The first step in the process was to have a group of lawmakers explore the industry and how it might fit the Georgia landscape. A state Senate panel was put together to dig into the details and offer recommendations on what could be a plausible, successful course of action. However, according to the Atlanta Journal-Constitution, the committee has decided that it won’t be producing its findings until sometime in the future.
There is apparently some internal debate over how any possible gambling expansion should be introduced. Brandon Beach, a Georgia Senator who is also the chair of the committee, announced that there would be a delay in the committee’s input until a consensus among its members could be reached.
He explains, “We just weren’t ready to vote. So I decided to hold off. We’ve got time. We’re going to talk about it in the next (Senate Republican) caucus meeting we have — it’ll be a priority.”

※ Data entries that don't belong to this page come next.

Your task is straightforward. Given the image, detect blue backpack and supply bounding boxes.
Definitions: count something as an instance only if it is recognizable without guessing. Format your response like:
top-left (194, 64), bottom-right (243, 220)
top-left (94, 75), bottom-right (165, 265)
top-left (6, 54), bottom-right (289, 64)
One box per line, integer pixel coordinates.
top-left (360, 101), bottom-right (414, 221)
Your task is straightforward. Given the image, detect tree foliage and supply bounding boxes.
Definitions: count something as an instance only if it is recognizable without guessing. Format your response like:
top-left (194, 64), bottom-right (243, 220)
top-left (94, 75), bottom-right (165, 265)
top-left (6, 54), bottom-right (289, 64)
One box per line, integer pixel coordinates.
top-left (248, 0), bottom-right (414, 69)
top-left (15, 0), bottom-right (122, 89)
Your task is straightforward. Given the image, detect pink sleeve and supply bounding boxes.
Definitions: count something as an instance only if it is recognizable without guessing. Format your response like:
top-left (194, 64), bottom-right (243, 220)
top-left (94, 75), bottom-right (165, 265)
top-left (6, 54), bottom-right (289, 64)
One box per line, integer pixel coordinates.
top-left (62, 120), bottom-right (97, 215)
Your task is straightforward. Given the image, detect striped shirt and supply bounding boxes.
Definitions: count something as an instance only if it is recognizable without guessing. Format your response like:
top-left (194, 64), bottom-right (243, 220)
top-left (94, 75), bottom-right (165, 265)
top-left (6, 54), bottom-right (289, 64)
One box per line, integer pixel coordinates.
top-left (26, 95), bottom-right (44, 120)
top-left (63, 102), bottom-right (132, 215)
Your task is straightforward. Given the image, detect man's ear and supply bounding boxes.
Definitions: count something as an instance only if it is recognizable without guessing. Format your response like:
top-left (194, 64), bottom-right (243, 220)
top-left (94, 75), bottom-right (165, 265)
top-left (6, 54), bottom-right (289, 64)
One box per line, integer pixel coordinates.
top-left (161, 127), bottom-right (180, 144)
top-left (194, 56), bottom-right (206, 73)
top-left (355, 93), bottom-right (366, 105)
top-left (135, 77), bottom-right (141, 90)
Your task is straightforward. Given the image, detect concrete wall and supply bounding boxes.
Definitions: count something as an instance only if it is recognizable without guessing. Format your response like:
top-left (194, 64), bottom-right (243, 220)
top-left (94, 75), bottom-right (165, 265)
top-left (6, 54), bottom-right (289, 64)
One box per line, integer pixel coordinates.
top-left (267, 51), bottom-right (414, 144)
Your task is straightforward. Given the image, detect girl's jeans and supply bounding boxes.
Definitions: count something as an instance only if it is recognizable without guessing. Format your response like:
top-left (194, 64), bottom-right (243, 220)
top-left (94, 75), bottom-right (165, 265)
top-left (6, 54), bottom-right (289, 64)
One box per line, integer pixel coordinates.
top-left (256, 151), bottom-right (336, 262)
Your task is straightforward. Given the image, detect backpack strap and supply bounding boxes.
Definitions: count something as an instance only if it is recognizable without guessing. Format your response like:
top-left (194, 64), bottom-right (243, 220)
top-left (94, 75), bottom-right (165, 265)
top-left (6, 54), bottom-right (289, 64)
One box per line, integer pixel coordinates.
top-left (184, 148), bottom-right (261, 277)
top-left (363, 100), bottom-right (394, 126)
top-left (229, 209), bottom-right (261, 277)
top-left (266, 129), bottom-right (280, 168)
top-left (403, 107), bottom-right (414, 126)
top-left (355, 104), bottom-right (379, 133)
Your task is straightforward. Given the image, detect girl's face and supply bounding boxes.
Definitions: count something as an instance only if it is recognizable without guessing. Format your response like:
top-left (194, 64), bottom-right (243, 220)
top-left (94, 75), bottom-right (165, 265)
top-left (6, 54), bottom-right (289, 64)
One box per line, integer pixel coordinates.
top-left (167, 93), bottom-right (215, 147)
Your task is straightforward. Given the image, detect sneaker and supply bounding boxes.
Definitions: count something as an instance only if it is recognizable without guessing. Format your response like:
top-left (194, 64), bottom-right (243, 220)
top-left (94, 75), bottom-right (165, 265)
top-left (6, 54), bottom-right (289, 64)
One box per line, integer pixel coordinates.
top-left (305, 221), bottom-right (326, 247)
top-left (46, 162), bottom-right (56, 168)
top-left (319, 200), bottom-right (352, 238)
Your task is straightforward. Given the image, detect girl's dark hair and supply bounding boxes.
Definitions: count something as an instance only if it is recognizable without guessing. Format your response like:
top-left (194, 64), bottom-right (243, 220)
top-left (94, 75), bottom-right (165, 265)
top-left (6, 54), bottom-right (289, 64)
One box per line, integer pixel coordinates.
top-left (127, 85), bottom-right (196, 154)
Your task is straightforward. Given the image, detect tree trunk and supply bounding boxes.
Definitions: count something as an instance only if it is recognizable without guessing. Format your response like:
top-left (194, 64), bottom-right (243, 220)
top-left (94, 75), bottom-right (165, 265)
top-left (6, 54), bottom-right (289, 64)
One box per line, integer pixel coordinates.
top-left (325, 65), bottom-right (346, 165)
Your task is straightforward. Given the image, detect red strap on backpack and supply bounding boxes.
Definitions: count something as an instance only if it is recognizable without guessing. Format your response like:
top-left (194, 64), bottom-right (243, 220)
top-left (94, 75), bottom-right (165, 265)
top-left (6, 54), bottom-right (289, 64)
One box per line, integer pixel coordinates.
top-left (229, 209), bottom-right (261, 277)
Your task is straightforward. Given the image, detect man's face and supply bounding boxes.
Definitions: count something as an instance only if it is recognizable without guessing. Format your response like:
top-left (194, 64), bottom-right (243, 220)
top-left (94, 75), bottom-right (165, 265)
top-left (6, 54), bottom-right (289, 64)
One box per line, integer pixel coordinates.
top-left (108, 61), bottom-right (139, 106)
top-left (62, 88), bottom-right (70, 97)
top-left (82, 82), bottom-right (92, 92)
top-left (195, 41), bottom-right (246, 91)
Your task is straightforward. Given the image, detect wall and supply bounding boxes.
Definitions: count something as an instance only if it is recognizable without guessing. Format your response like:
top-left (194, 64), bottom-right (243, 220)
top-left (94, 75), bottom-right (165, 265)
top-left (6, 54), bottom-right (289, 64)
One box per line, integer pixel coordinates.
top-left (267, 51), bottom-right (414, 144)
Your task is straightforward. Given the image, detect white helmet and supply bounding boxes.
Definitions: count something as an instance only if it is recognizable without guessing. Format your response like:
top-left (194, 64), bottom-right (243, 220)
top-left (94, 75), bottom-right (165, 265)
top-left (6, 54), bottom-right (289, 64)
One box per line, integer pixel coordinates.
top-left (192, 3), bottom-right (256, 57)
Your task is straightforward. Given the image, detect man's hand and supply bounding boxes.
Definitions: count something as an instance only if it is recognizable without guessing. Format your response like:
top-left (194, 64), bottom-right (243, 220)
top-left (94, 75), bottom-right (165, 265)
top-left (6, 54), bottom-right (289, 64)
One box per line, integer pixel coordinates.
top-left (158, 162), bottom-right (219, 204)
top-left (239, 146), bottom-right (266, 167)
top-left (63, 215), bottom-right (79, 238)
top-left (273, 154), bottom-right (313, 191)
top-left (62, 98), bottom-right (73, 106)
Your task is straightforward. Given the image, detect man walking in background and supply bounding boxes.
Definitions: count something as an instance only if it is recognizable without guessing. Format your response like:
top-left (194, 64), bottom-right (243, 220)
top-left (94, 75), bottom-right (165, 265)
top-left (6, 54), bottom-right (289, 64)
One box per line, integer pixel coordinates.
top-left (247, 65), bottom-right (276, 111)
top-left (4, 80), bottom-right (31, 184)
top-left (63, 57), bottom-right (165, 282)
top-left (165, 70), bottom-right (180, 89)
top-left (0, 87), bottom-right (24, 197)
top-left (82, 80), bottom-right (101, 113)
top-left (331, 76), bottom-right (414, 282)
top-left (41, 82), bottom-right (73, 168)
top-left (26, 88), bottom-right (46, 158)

The lack of consensus doesn’t come from the gambling activity itself. Instead, it stems from a ridiculous reason. Committee legislators apparently can’t make up their minds on how to word the question about expanded gambling that would be presented to state voters in November.
Ultimately, voters have the last say in whether or not expanded gambling can even be considered, according to the Georgia constitution. Some committee members want a single question that would cover casinos, sports gambling and horseracing. Others want each of the three to be listed as a separate ballot entry for voters to consider.
As has been the case in other states, Georgia’s leaders are realizing that continued complaints about revenue shortfalls aren’t improving the situation, and that introducing more gambling options might be the best way to fill in the gaps. It’s also a good way to provide better consumer protection, since gamblers are going to gambler whether it’s legal or not.
Once the committee can settle on how to present the ballot language, there is still work to be done. The constitutional amendment vote would need to be approved by two-thirds of the members of both the House and the Senate, and that is going to be a big challenge. First things first, though, and the committee needs to settle on its presentation. With lawmakers now headed out for the holidays, the earliest the matter will be taken back up is when the legislative session reconvenes on January 13, 2020.